Judge Rules to Unseal Spitzer Wiretap Documents

A judge has ruled that documents detailing cell phone calls between the prostitution ring used by former New York Governor Eliot Spitzer and its clients should be unsealed, though the names of 67 apparent customers of the Emperor's Club will remain a secret.

The New York Times in December 2008 sued to unseal the documents associated with the wiretaps and search warrants for the investigation and later entered into an agreement with the government allowing prosecutors to redact the names of Spitzer's fellow clients.

U.S. District Judge Jed S. Rakoff ruled today that the government should unseal the documents, but they were not immediately released as prosecutors can still appeal the ruling.

Spitzer resigned in March last year just 48 hours after it was revealed he paid for a prostitute, Ashlee Dupre, through the Emperors Club VIP prostitution service, where he was known as "Client #9".

Prosecutors announced in November last year that he would not face any criminal charges. Four of the operators of the Emperor's Club pleaded guilty to conspiracy and money laundering charges. No charges have been brought against any of the so-called Johns.

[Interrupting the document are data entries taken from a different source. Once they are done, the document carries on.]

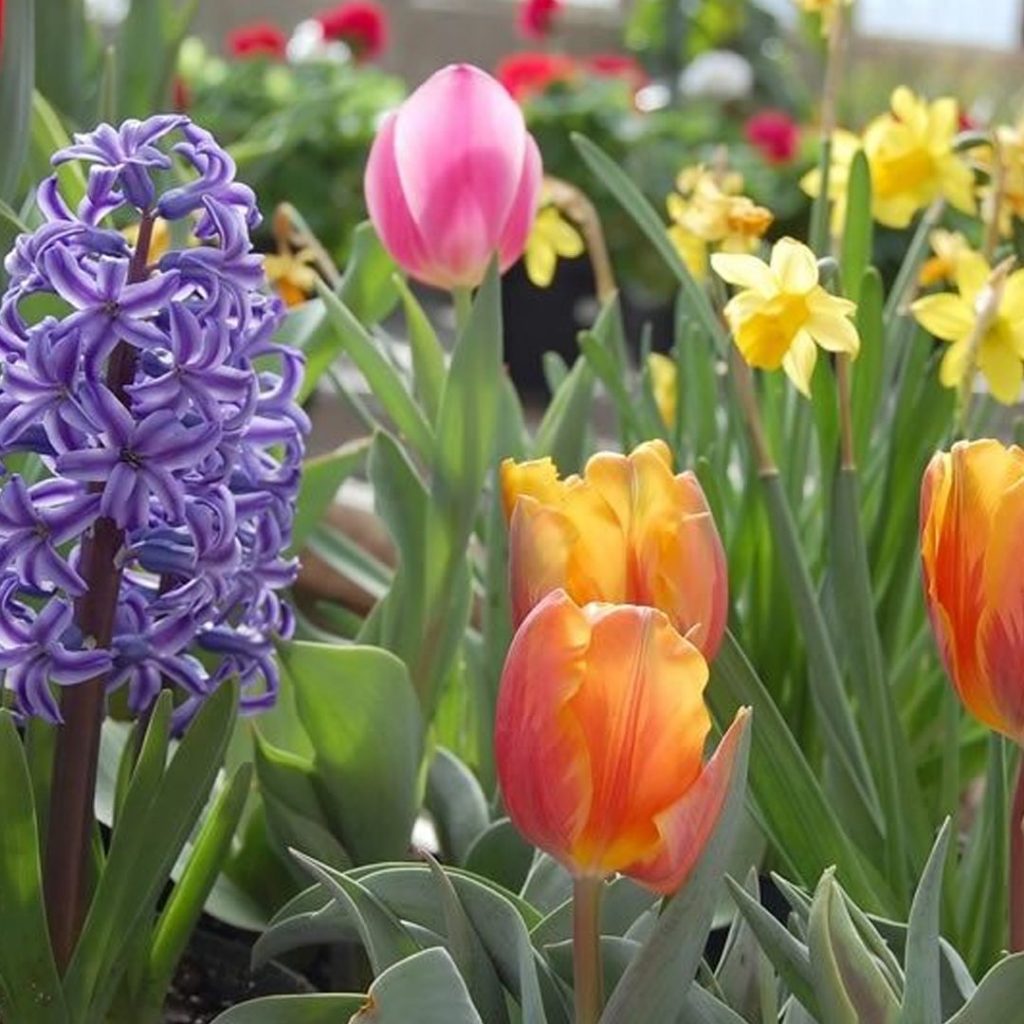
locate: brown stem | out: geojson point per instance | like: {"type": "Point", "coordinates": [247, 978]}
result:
{"type": "Point", "coordinates": [74, 783]}
{"type": "Point", "coordinates": [1017, 864]}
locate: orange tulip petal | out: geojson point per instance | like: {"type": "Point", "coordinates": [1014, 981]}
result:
{"type": "Point", "coordinates": [543, 762]}
{"type": "Point", "coordinates": [687, 825]}
{"type": "Point", "coordinates": [642, 713]}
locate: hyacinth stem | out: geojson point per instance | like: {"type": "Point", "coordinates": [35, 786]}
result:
{"type": "Point", "coordinates": [587, 975]}
{"type": "Point", "coordinates": [1017, 864]}
{"type": "Point", "coordinates": [77, 754]}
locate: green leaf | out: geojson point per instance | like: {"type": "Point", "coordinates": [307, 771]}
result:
{"type": "Point", "coordinates": [467, 950]}
{"type": "Point", "coordinates": [364, 720]}
{"type": "Point", "coordinates": [633, 202]}
{"type": "Point", "coordinates": [428, 356]}
{"type": "Point", "coordinates": [790, 802]}
{"type": "Point", "coordinates": [30, 985]}
{"type": "Point", "coordinates": [653, 988]}
{"type": "Point", "coordinates": [923, 989]}
{"type": "Point", "coordinates": [457, 804]}
{"type": "Point", "coordinates": [209, 854]}
{"type": "Point", "coordinates": [563, 430]}
{"type": "Point", "coordinates": [384, 937]}
{"type": "Point", "coordinates": [320, 1009]}
{"type": "Point", "coordinates": [368, 286]}
{"type": "Point", "coordinates": [786, 952]}
{"type": "Point", "coordinates": [16, 78]}
{"type": "Point", "coordinates": [383, 379]}
{"type": "Point", "coordinates": [322, 476]}
{"type": "Point", "coordinates": [160, 812]}
{"type": "Point", "coordinates": [998, 995]}
{"type": "Point", "coordinates": [857, 233]}
{"type": "Point", "coordinates": [866, 371]}
{"type": "Point", "coordinates": [425, 988]}
{"type": "Point", "coordinates": [848, 981]}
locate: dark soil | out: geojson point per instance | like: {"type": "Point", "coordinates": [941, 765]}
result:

Earlier this month, the madam of a rival escort service came forward on ABC News 20/20 saying prosecutors showed little interest in pursuing any of the corporate titans on her client list. Kristin Davis pleaded guilty last year to charges of running a prostitution business and she provided ABC News with a copy of her client list which included Wall Street lawyers, investment bankers, CEOs, and media executives.

"Some of these guys, I was invoicing on corporate credits cards," she said. "I was writing up monthly bills for computer consulting, construction expenses, all of these things, I was invoicing them monthly so they could get it by their accountants."

A spokesperson said District Attorney Robert Morgenthau had "no comment" on the handling of Davis' case or her allegations.